Dans le cadre de la procédure de corapport, la CdF-E s’est penchée sur les aspects financiers de deux projets du Conseil fédéral ayant une portée significative en termes de politique budgétaire. La CdF-E transmettra ses considérations aux commissions thématiques chargées des examens préalables respectifs des projets.
23.063 n Loi sur les Chemins de fer fédéraux (LCFF). Modification.
La CdF-E préconise, par 8 voix contre 1 et 2 abstentions, de maintenir le droit en vigueur en matière de financement des investissements opérés en dehors de l’infrastructure et ainsi poursuivre la pratique actuelle consistant pour la Confédération à octroyer aux CFF des prêts de trésorerie pour répondre à leurs besoins de financement. Aux yeux de la majorité, vouloir modifier la pratique actuelle en introduisant un seuil à partir duquel les prêts seraient accordés dans le cadre du budget ne présente pas de plus-value par rapport à la pratique actuelle. L’octroi de prêts de trésorerie obéit déjà à des conditions strictes. La nouvelle pratique complexifierait le système en instaurant un financement des investissements différent en fonction du niveau d’endettement net des CFF.

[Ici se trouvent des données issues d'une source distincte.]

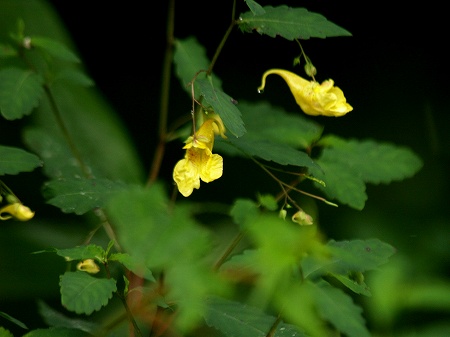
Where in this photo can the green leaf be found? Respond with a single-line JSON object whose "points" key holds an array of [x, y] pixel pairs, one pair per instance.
{"points": [[267, 150], [265, 121], [290, 23], [256, 8], [83, 293], [237, 319], [82, 253], [56, 332], [223, 105], [20, 92], [374, 162], [13, 320], [14, 160], [80, 195], [54, 48], [56, 319], [338, 308], [190, 59]]}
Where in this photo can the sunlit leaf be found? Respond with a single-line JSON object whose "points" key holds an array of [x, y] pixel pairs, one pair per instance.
{"points": [[54, 48], [83, 293], [20, 92], [237, 319], [290, 23], [14, 160], [80, 195], [339, 309], [223, 105]]}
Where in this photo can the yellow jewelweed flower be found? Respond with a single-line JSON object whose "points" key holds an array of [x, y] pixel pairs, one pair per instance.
{"points": [[199, 161], [17, 211], [313, 98], [89, 266]]}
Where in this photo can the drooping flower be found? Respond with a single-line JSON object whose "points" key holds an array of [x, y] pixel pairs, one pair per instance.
{"points": [[16, 210], [199, 161], [313, 98]]}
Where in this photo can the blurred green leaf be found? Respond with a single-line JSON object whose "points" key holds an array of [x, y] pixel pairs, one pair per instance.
{"points": [[290, 23], [80, 195], [237, 319], [14, 160], [338, 308], [189, 59], [54, 48], [223, 105], [83, 293], [20, 92]]}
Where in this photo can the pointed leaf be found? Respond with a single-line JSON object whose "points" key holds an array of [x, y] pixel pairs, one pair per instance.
{"points": [[190, 60], [290, 23], [338, 308], [374, 162], [80, 195], [54, 48], [14, 160], [20, 92], [237, 319], [223, 105], [83, 293], [267, 150]]}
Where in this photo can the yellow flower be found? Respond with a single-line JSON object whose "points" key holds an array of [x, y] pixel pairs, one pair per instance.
{"points": [[89, 266], [16, 210], [313, 98], [199, 161]]}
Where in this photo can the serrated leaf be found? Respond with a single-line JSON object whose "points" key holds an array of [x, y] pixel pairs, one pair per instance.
{"points": [[265, 121], [340, 183], [267, 150], [290, 23], [56, 332], [236, 319], [83, 293], [56, 319], [374, 162], [14, 160], [20, 92], [82, 252], [190, 59], [54, 48], [80, 195], [223, 105], [338, 308]]}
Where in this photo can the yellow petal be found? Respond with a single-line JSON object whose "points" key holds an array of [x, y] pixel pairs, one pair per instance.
{"points": [[186, 176]]}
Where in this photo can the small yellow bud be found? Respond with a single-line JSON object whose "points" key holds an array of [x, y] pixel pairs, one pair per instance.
{"points": [[89, 266]]}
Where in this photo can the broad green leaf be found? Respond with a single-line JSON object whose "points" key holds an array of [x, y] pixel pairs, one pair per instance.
{"points": [[341, 183], [54, 48], [374, 162], [58, 159], [57, 319], [256, 8], [20, 92], [83, 293], [14, 160], [265, 149], [13, 320], [338, 308], [265, 121], [132, 265], [82, 252], [237, 319], [56, 332], [223, 105], [290, 23], [190, 61], [80, 195]]}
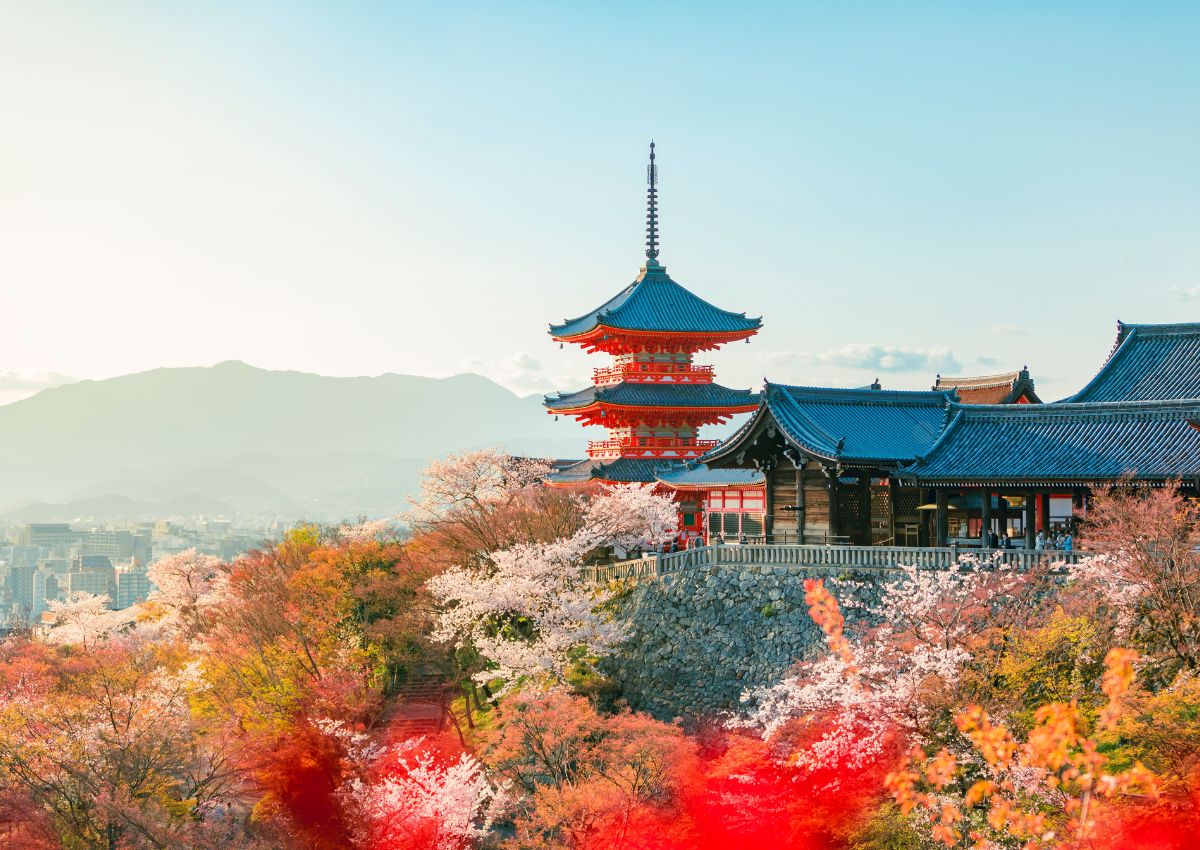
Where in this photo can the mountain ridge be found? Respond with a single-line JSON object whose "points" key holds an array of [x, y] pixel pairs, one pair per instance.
{"points": [[240, 435]]}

L’apport en capital unique extraordinaire de 1,15 milliards de francs proposé dans le cadre de la mise en œuvre de la motion 22.3008 adoptée par le Parlement a suscité un intense débat sur la détermination du montant à accorder. Par 5 voix contre 5 et une abstention (voix prépondérante du président), la commission propose de ramener ce montant à 600 millions. Elle estime qu’à l’instar des entreprises régionales de voyageurs qui ont dû puiser dans leurs réserves avant de pouvoir toucher des aides liées au COVID-19, les CFF doivent également pouvoir éponger une partie du montant des pertes subies dans le trafic grandes lignes entre 2020 et 2022 par le biais des bénéfices engrangés dans le secteur durant les années précédentes et suivantes à cette période. La minorité a estimé que le montant de 1,15 milliard de francs proposé par le Conseil fédéral correspondait à l’esprit de ce que demandait la motion 22.3008.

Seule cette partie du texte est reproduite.